Estaba en un hospital de campaña, en Pennsylvania. Los médicos se habían reunido a los pies de su cama. Eran media docena, con batas largas y blancas, empapadas con la sangre de otros «casos».
Estaban discutiendo si debían cortarle el pie a la altura del tobillo o de la rodilla. El debate dio paso a una discusión, la discusión adquirió un cariz feo y, ante la mirada horrorizada del teniente, los médicos empezaron a luchar entre sí.

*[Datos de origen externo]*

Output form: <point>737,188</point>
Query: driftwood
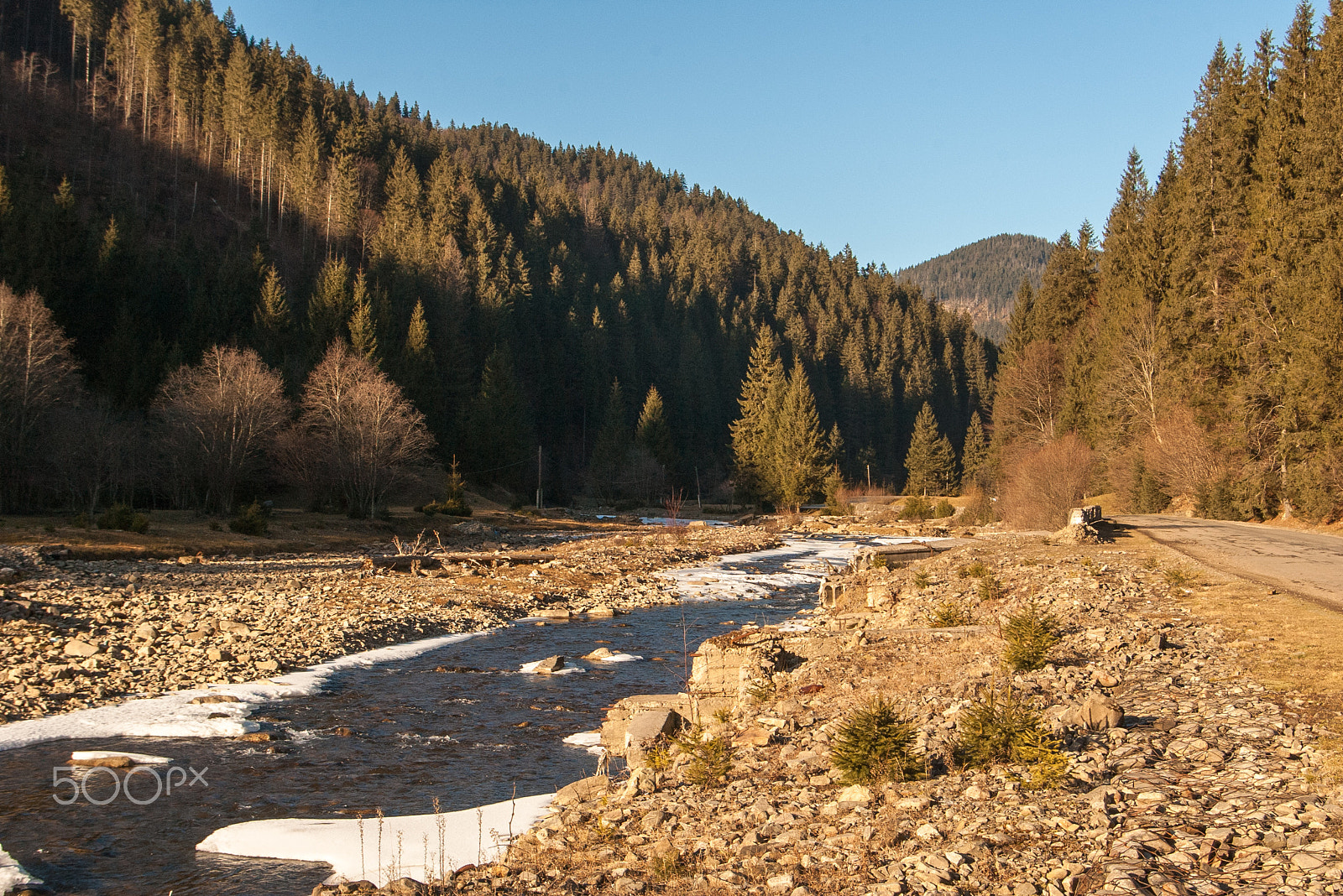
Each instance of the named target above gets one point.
<point>403,562</point>
<point>490,557</point>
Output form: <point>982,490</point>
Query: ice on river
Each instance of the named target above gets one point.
<point>801,562</point>
<point>174,715</point>
<point>13,875</point>
<point>454,839</point>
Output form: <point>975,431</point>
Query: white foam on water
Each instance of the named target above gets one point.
<point>584,739</point>
<point>805,562</point>
<point>13,875</point>
<point>174,715</point>
<point>138,758</point>
<point>456,839</point>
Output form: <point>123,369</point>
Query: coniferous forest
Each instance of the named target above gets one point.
<point>1194,349</point>
<point>171,185</point>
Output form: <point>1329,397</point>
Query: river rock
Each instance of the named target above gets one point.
<point>582,790</point>
<point>1096,714</point>
<point>80,649</point>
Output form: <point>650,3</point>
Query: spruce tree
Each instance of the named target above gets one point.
<point>974,455</point>
<point>760,404</point>
<point>272,317</point>
<point>653,431</point>
<point>611,450</point>
<point>363,329</point>
<point>797,455</point>
<point>930,463</point>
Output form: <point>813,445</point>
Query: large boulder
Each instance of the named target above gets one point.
<point>646,728</point>
<point>1098,712</point>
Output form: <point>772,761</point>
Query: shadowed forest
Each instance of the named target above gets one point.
<point>172,185</point>
<point>185,206</point>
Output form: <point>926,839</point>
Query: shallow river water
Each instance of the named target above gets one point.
<point>458,723</point>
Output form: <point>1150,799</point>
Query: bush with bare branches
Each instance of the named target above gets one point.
<point>1044,482</point>
<point>356,432</point>
<point>37,378</point>
<point>222,414</point>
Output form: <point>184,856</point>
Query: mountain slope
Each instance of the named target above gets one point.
<point>159,204</point>
<point>982,278</point>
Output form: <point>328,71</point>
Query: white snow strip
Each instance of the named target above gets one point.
<point>174,715</point>
<point>468,839</point>
<point>13,875</point>
<point>138,758</point>
<point>798,562</point>
<point>584,739</point>
<point>668,521</point>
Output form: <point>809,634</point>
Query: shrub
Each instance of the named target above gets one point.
<point>1044,482</point>
<point>917,508</point>
<point>250,521</point>
<point>711,758</point>
<point>875,743</point>
<point>950,615</point>
<point>1031,635</point>
<point>1177,576</point>
<point>980,508</point>
<point>837,501</point>
<point>123,518</point>
<point>973,570</point>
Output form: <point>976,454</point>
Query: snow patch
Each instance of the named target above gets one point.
<point>174,715</point>
<point>584,739</point>
<point>13,875</point>
<point>467,839</point>
<point>534,669</point>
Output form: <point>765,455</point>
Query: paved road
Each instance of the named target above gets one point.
<point>1302,562</point>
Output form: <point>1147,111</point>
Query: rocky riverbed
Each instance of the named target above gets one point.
<point>1179,773</point>
<point>77,633</point>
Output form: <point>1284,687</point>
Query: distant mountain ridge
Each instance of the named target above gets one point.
<point>982,278</point>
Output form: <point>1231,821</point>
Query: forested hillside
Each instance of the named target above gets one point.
<point>1201,353</point>
<point>171,184</point>
<point>982,278</point>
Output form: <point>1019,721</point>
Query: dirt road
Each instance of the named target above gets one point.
<point>1302,562</point>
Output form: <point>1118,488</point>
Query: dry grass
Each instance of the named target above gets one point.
<point>1289,644</point>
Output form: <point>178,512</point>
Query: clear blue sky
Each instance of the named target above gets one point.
<point>903,129</point>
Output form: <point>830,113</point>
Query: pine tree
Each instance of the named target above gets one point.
<point>653,431</point>
<point>272,317</point>
<point>974,455</point>
<point>497,434</point>
<point>930,463</point>
<point>363,329</point>
<point>797,454</point>
<point>762,407</point>
<point>611,450</point>
<point>329,306</point>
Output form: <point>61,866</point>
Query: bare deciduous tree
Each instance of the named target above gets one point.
<point>222,414</point>
<point>1044,482</point>
<point>356,431</point>
<point>37,376</point>
<point>1031,393</point>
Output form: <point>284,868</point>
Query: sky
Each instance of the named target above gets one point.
<point>903,129</point>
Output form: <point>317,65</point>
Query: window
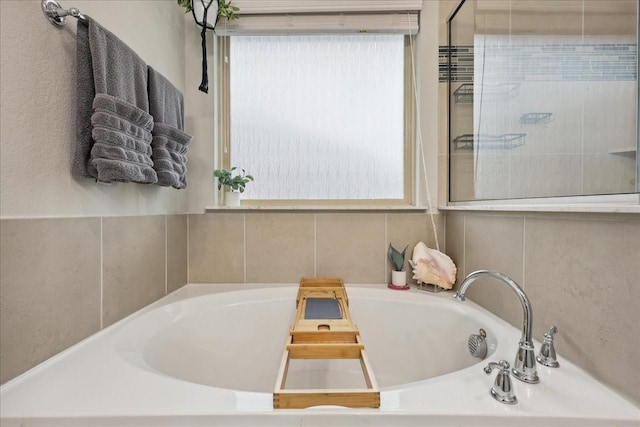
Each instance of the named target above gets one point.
<point>320,117</point>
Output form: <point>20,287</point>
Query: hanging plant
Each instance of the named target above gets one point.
<point>225,9</point>
<point>200,11</point>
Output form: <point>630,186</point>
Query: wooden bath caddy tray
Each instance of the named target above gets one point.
<point>323,329</point>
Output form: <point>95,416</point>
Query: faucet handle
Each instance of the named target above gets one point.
<point>547,355</point>
<point>502,390</point>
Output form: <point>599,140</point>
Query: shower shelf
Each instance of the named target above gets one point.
<point>535,118</point>
<point>464,94</point>
<point>505,141</point>
<point>497,92</point>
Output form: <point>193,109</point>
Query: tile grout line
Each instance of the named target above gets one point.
<point>244,245</point>
<point>464,245</point>
<point>524,251</point>
<point>166,251</point>
<point>384,249</point>
<point>101,273</point>
<point>188,255</point>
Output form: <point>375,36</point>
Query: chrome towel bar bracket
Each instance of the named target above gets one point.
<point>56,14</point>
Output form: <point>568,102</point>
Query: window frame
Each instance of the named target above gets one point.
<point>223,138</point>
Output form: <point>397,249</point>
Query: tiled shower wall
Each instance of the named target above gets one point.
<point>283,247</point>
<point>64,279</point>
<point>581,273</point>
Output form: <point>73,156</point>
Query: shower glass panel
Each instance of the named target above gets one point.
<point>543,98</point>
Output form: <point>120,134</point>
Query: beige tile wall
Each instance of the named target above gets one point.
<point>283,247</point>
<point>581,273</point>
<point>63,279</point>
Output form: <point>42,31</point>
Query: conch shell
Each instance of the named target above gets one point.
<point>433,267</point>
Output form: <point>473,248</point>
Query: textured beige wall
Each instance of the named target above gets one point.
<point>76,256</point>
<point>37,110</point>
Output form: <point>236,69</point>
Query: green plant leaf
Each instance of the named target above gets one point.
<point>396,258</point>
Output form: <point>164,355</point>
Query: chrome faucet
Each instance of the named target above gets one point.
<point>502,390</point>
<point>524,367</point>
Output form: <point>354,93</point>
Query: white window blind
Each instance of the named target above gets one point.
<point>248,7</point>
<point>272,17</point>
<point>319,117</point>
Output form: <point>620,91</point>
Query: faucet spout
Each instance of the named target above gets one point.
<point>524,367</point>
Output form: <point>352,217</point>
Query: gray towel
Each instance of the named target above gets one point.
<point>114,135</point>
<point>169,144</point>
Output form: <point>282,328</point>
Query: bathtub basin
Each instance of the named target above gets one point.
<point>209,355</point>
<point>228,342</point>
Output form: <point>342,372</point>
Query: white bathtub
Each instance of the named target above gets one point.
<point>209,355</point>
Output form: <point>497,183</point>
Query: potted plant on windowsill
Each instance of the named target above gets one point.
<point>398,275</point>
<point>234,181</point>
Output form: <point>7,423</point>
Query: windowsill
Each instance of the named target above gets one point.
<point>318,208</point>
<point>624,203</point>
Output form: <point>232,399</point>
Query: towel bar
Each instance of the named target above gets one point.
<point>56,14</point>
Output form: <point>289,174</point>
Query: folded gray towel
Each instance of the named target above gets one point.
<point>122,147</point>
<point>85,92</point>
<point>169,142</point>
<point>166,103</point>
<point>169,155</point>
<point>113,122</point>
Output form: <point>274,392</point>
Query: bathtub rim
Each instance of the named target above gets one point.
<point>486,411</point>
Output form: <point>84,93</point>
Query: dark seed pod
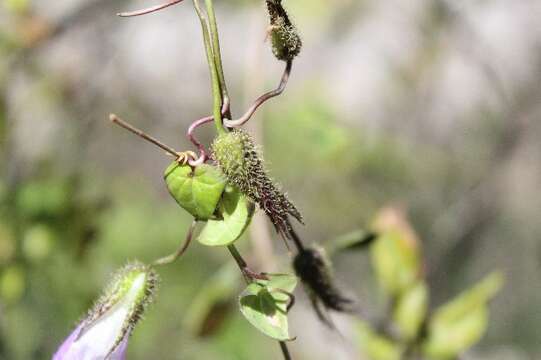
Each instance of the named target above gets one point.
<point>314,269</point>
<point>285,39</point>
<point>240,161</point>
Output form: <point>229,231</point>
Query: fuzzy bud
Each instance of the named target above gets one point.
<point>314,269</point>
<point>241,162</point>
<point>104,333</point>
<point>285,39</point>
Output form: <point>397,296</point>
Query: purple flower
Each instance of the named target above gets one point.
<point>104,333</point>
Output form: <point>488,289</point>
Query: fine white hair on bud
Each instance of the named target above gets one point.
<point>104,333</point>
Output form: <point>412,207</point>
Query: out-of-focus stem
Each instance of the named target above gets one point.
<point>148,10</point>
<point>217,53</point>
<point>116,120</point>
<point>215,82</point>
<point>262,99</point>
<point>181,250</point>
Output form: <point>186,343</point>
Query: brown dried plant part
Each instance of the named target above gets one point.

Se golpeaban los unos a los otros con las extremidades cortadas de amputaciones anteriores. Mientras giraban por todo el hospital, blandiendo sus grotescos palos, los pacientes que habían perdido aquellas extremidades saltaban a brincos o se arrastraban para buscar sus muletas, sorteando desesperadamente los restos de la lucha de los médicos, compuestos por sus propios brazos y piernas.
Él logró escapar en medio de la confusión, galopando como un loco a través de las puertas principales, con su pie medio volado.
Cojeó por un prado verde y resplandeciente cubierto con cadáveres de la Unión y la Confederación. Los cadáveres, como si fueran fichas de dominó moviéndose al revés, se fueron sentando a medida que él pasaba, apuntándole con pistolas. Encontrándose con un arma en la mano, el teniente Dunbar disparó contra cada uno de los cadáveres, antes de que ellos pudieran hacer lo mismo con él. Y cada cabeza estallaba ante el impacto de la bala. Parecían como una larga hilera de melones, cada uno de los cuales, al llegarle su turno, explotara en el lugar donde se encontraba, sobre los hombros de los hombres muertos.
El teniente Dunbar pudo verse a sí mismo a cierta distancia, como una figura salvaje cubierta por un ensangrentado camisón de hospital, tambaleándose por entre un montón de cadáveres, cuyas cabezas volaban por el aire a medida que él pasaba.
De pronto, ya no hubo ni más cadáveres ni más disparos.
Pero detrás de él había alguien llamándole con un tono de voz maravilloso.
—Cariño…, cariño.
Dunbar miró por encima del hombro.
Corriendo detrás de él llegaba una mujer elegante, de pómulos altos, espesa mata de cabello arenoso y unos ojos tan vivos por la pasión que él pudo sentir cómo su corazón latía con mayor fuerza. Ella sólo iba vestida con pantalones de hombre, y corría con un pie ensangrentado en la mano extendida, como si se lo ofreciera.
El teniente bajó la mirada hacia su propio pie herido y descubrió que éste había desaparecido. Ahora, corría sobre un muñón del que sobresalía el hueso blanco.
Se despertó de pronto, incorporándose, asustado, y extendió las manos hacia su pie, al extremo de la cama. Estaba allí.
Las mantas estaban húmedas por el sudor. Tanteó bajo la cama en busca de su equipo y lio apresuradamente un cigarrillo. Luego apartó las mantas de una patada, se medio incorporó sobre la almohada y se quedó allí, echando humo, a la espera de que amaneciera.
Sabía exactamente qué era lo que había inspirado aquel sueño. De hecho, los elementos básicos del mismo habían ocurrido en la realidad. Dunbar dejó que su mente repasara aquellos acontecimientos.
Había sido herido en el pie por la metralla. Había pasado un cierto tiempo en un hospital de campaña, se había hablado incluso de la necesidad de amputarle el pie y, al no poder soportar esa idea, el teniente Dunbar se había escapado. En medio de la noche, rodeado por los terribles gemidos de los hombres heridos que arrancaban ecos en la sala, se deslizó fuera de la cama y robó lo necesario para prepararse un vendaje. Vertió polvos antisépticos sobre el pie herido, se lo envolvió bien en gasas y, de algún modo, se las arregló para introducirlo en la bota.